In some embodiments, the first-stage input of the keypoint branch is also to obtain a feature map through a feature extraction network, the feature map obtains a 1 × 58-dimensional keypoint coordinate tensor of the first stage through a keypoint regression network of the first stage, extracts a keypoint set through a mask, the mask is a set composed of 0 corresponding keypoints, and generates a heat map by using the set, the heat map has a height of 238 pixels and a width of 184 pixels, and the heat map is generated by placing a bounded distance field on the keypoint position, as shown in formula (3):

（3）；

wherein (x, y) are the spatial coordinates of the heat map,

is the key point of the method, and the method is characterized in that,

Is set to zero if it exceeds c, which may be 5.

In some embodiments, if the value of the mask is 1 (representing that the key point does not belong to the key point of the vehicle fixed point type or that the key point is a fuzzy, occluded, or damaged key point), the corresponding key point coordinate needs to be set to (0, 0), referring to fig. 10, fig. 10 is a schematic diagram of a relationship between the mask and the coordinate of the vehicle fixed point image processing method provided by the embodiment of the present application, a correspondence between a mask tensor and a key point tensor is shown in fig. 10, each two element representations in the key point tensor is a key point coordinate, each element on the mask branch output corresponds to a key point, and the corrected key point tensor and mask tensor are final outputs of the vehicle fixed point beacon detection model.

According to the vehicle information image processing method based on artificial intelligence, the prediction mask and the prediction coordinate are combined to be suitable for position detection of multiple vehicle information types, the prediction mask is introduced to effectively identify the calibration point with shielding damage, so that the position detection accuracy is improved, accurate vehicle information key point position data can be provided for downstream tasks, the point matching relation of associated arrows is provided in three-dimensional scene reconstruction based on the vehicle information key point position data, and whether the vehicle information belongs to a high-position information type or not can be judged by combining the score given by the mask branch of a vehicle information fixed point detection model with the type of the vehicle information in map service.

Although the vehicle beacon fixed point detection model provided by the embodiment of the application adopts a cascading mode to carry out a mode from coarse to fine, the prediction of key points can be carried out by trying a single stage or other structures, secondly, coordinate points can be directly regressed, a regression key point heat map can also be changed, and then the positions of the key points are indirectly obtained by calculating the positions of the maximum values of the heat map.
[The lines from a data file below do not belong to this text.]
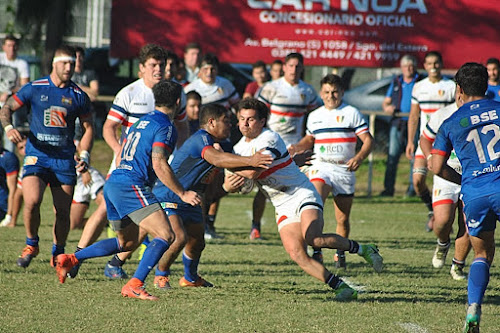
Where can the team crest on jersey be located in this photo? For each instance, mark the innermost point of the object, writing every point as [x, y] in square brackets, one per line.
[30, 160]
[66, 100]
[55, 116]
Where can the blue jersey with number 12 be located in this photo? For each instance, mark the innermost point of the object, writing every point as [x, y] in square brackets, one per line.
[474, 131]
[136, 166]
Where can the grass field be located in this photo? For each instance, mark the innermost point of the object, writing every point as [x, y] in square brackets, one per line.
[258, 288]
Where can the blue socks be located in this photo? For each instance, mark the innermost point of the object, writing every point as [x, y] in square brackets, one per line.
[32, 241]
[99, 249]
[479, 276]
[150, 258]
[190, 267]
[57, 250]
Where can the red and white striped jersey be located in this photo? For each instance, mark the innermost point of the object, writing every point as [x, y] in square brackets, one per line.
[335, 133]
[288, 105]
[431, 96]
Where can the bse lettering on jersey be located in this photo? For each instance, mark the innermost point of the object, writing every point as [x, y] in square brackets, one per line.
[55, 116]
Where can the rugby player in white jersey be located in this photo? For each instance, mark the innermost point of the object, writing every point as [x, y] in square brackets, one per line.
[429, 95]
[445, 201]
[289, 99]
[213, 89]
[332, 130]
[299, 207]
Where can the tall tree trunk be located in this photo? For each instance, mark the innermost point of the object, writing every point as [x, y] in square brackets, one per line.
[57, 24]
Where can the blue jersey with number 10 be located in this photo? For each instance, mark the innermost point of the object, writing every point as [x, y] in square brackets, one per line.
[474, 132]
[136, 166]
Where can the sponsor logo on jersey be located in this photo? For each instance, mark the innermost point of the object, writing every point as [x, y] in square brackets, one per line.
[66, 100]
[55, 116]
[464, 122]
[30, 160]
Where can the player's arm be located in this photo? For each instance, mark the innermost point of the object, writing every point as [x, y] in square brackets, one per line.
[10, 106]
[109, 134]
[165, 174]
[366, 148]
[443, 170]
[412, 130]
[388, 107]
[86, 142]
[222, 159]
[182, 131]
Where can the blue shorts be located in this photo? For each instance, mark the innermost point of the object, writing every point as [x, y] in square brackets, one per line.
[52, 171]
[481, 214]
[122, 199]
[188, 213]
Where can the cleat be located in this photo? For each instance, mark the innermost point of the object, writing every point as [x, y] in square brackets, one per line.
[110, 232]
[439, 256]
[211, 234]
[65, 262]
[345, 293]
[74, 271]
[29, 252]
[472, 319]
[115, 272]
[370, 253]
[162, 282]
[135, 289]
[430, 222]
[318, 256]
[340, 261]
[255, 234]
[140, 251]
[200, 282]
[457, 273]
[53, 261]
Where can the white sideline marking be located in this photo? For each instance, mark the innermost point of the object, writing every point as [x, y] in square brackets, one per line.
[412, 328]
[356, 286]
[250, 216]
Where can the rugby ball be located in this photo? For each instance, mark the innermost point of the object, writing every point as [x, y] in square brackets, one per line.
[247, 186]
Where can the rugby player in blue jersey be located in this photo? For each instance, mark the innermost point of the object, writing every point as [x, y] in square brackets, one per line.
[129, 200]
[196, 164]
[474, 132]
[55, 103]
Continuing with the exemplary structure of the artificial intelligence based vehicle communication image processing apparatus 255 provided by the embodiments of the present application as software modules, in some embodiments, as shown in fig. 4, the software modules stored in the artificial intelligence based vehicle communication image processing apparatus 255 of the memory 250 may include: a feature module 2551, configured to perform feature extraction processing on the vehicle information image including the target vehicle information to obtain a feature map of the vehicle information image; the template module 2552 is configured to generate a vehicle information common template corresponding to a plurality of vehicle information types based on vehicle information image samples of the plurality of vehicle information types, and obtain a calibration point set of the vehicle information common template; the system comprises a fixed point set and a fixed point set, wherein the fixed point set comprises a plurality of fixed points corresponding to each vehicle information type; a regression module 2553, configured to perform calibration point mask regression on the feature map to obtain a prediction mask corresponding to each calibration point in the vehicle information image, and perform calibration point position regression on the feature map to obtain a prediction coordinate corresponding to each calibration point in the vehicle information image; a location module 2554, configured to determine, based on the prediction mask, a plurality of target calibration points corresponding to the type of the target vehicle information from the calibration point set, and determine, based on the predicted coordinates of each target calibration point, a location of the target vehicle information in the vehicle information image.

In some embodiments, template module 2552, is further configured to: extracting the vehicle message of each vehicle message image sample; carrying out size adjustment processing on the plurality of vehicle messages to obtain the vehicle messages with the same size; and combining the plurality of vehicle messages with the same size to obtain a vehicle message common template corresponding to a plurality of vehicle message types.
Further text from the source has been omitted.